Here are 10 things you should know ahead of Tuesday's session:
"Nifty formed a bullish 'harami' pattern on the daily chart, suggesting a reversal in the price trend. The index has moved back above 50-EMA with the strength indicator RSI in a bullish crossover. The trend to remain positive as long as it sustains above 17,950; resistance on the higher end is visible at 18,400," said Rupak De, Senior Technical Analyst at LKP Securities.
Nifty Bank Outlook
"Nifty Bank index witnessed strong buying from the lower levels and held the crucial support of 43,000. The index immediate upside resistance stands at 43,500 and once breached will see further up move towards 44,000-45,000 levels. The momentum indicators are in the strong buying zone which confirms the strength of the index," said Kunal Shah, Senior Technical Analyst at LKP Securities.
Nifty Call-Put OI
In the options segment, weekly maximum Call open interest (OI) is at 18,300 then 18500 strike while weekly maximum Put OI is at 18,000 then 18,100 strike, said Chandan Taparia of Motilal Oswal Securities. "Call writing is seen at 18,200 then 18,300 strike while Put writing is seen at 18,200 then 18,100 strike. Option data suggests a broader trading range in between 17,800 to 18,500 zones while an immediate trading range in between 18,000 to 18,400 zones," Taparia added.
Bank Nifty Tech Charts
"Bank Nifty opened positive above 43,000 zones and moved in a zig zag manner within a broader range of 420 points. It failed to cross its previous day’s higher zone but managed to hold support near 43,000 zone and closed with gains of around 220 points. It formed a bullish candle and an Inside Bar on daily scale. Now it has to hold above 43,250, for an up move towards 43,500 and 43,750 whereas on the downside, support is placed at 43,000 and 42,750 zones," Taparia said.

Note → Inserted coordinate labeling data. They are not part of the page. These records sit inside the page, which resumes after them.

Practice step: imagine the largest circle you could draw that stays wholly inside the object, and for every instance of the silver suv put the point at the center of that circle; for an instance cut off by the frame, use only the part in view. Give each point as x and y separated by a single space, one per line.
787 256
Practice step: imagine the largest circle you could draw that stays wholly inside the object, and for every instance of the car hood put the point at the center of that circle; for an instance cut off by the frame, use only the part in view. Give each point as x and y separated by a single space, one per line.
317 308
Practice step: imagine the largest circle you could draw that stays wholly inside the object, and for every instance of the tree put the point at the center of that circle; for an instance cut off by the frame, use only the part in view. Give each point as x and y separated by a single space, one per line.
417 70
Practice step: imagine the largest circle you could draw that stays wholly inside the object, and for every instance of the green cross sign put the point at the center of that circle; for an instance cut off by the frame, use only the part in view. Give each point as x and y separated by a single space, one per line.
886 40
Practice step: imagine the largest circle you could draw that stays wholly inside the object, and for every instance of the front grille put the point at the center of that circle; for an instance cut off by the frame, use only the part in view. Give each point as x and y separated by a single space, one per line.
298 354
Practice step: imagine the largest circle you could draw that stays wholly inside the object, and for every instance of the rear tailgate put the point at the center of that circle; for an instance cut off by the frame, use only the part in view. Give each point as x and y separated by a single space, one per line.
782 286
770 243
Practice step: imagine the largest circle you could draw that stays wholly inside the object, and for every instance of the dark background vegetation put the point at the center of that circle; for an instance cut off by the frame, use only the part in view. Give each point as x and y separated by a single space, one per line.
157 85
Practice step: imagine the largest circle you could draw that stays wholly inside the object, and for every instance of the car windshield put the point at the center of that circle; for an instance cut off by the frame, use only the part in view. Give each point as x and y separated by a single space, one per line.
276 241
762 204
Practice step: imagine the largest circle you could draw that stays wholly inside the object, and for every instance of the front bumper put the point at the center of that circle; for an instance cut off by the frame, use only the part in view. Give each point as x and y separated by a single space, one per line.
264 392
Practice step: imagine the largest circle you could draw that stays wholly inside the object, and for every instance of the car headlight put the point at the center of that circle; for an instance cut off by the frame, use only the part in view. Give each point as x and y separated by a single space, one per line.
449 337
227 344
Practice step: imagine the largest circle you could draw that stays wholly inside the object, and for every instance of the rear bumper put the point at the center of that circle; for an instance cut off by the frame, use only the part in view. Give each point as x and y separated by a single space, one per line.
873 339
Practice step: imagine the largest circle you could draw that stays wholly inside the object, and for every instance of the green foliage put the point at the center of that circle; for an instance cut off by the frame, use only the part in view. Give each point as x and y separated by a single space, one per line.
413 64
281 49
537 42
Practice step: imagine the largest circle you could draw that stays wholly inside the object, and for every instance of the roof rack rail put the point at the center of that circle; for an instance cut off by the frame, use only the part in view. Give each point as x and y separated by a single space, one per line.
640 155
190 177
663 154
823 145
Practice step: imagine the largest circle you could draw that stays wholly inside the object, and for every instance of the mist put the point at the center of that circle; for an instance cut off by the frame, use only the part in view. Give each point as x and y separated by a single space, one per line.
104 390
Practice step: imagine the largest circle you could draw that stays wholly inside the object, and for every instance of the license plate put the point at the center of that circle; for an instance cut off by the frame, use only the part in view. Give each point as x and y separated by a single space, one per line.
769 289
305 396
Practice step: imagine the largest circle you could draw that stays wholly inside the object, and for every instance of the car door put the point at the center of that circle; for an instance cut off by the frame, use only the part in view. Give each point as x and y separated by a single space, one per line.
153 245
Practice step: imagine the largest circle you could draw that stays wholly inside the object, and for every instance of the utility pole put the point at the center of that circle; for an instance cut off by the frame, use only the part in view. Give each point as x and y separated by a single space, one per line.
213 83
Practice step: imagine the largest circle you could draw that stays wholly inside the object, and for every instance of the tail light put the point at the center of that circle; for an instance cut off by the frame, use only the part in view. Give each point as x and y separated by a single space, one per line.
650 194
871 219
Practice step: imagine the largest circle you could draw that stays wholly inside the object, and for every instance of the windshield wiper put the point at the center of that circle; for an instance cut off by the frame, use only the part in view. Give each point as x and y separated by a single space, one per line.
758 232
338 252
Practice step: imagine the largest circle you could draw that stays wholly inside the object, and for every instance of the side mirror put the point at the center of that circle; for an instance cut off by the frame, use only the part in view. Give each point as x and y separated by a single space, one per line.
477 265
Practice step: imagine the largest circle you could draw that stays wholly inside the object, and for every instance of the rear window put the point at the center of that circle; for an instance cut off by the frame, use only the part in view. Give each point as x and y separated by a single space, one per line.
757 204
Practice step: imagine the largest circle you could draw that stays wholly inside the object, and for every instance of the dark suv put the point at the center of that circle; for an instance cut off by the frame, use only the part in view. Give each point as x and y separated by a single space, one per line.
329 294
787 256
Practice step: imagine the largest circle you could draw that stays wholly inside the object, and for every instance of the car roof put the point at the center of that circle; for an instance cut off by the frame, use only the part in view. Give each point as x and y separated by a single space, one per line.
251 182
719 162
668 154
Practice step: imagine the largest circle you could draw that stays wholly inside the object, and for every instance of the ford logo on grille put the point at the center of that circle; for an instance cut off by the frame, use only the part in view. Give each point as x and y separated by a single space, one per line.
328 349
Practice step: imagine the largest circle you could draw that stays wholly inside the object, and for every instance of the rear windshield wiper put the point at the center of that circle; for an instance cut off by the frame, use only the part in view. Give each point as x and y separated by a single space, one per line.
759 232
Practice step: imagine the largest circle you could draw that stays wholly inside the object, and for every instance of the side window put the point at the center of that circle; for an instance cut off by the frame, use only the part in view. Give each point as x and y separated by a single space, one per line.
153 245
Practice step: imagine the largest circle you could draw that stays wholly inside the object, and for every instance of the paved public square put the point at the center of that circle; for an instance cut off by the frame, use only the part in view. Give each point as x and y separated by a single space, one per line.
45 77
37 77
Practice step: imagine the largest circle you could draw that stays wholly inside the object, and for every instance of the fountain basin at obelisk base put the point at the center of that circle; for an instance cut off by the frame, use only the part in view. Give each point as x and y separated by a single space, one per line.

"Nifty future closed positive with gains of 0.39 per cent at 18,278 levels. Positive setup in SAIL, PFC, Tata Steel, National Aluminium, IDFC, IDFC First Bank, Ashok Leyland, Persistent, Rec Ltd, Tata Comm, Manappuram, AB Capital, Hindalco, M&M Fin, LIC Housing Finance, NMDC, VEDL, ONGC, Jindal Steel, IOC, IndiGo and Apollo Tyre while weakness in MCX, Lal Path Labs, Page Ind, UBL, Mcdowell, Colgate, Jubilant Food and Cipla," Taparia said.
European stock indices such as the German DAX, France's CAC and Spain's IBEX 35 were last seen trading higher. Further, US stock markets would remain closed later today on account of the New Year's holiday.
Most Active Stocks
Yes Bank, Tata Steel, Suzlon, SAIL, Indian Overseas Bank, HCC, PNB, IDFC First Bank, Vodafone Idea and JP Power were the most active stocks on NSE, in terms of volume.
Oil prices rose on year-end holiday travel. Brent crude futures hovered around $86 per barrel. Higher oil prices hurt oil-importing countries like India, where crude constitutes the bulk of the country's import bill.
109 stocks touched their respective 52-week high today on BSE, while 38 hit their one-year lows. BSE 200 stocks such as Canara Bank, Jindal Steel, Power Finance Corporation and REC hit their one-year high levels today, while Aurobindo Pharma and IPCA Laboratories touched their 52-week lows.
The market breadth stood positive as 2,247 stocks advanced and 1,378 stocks declined.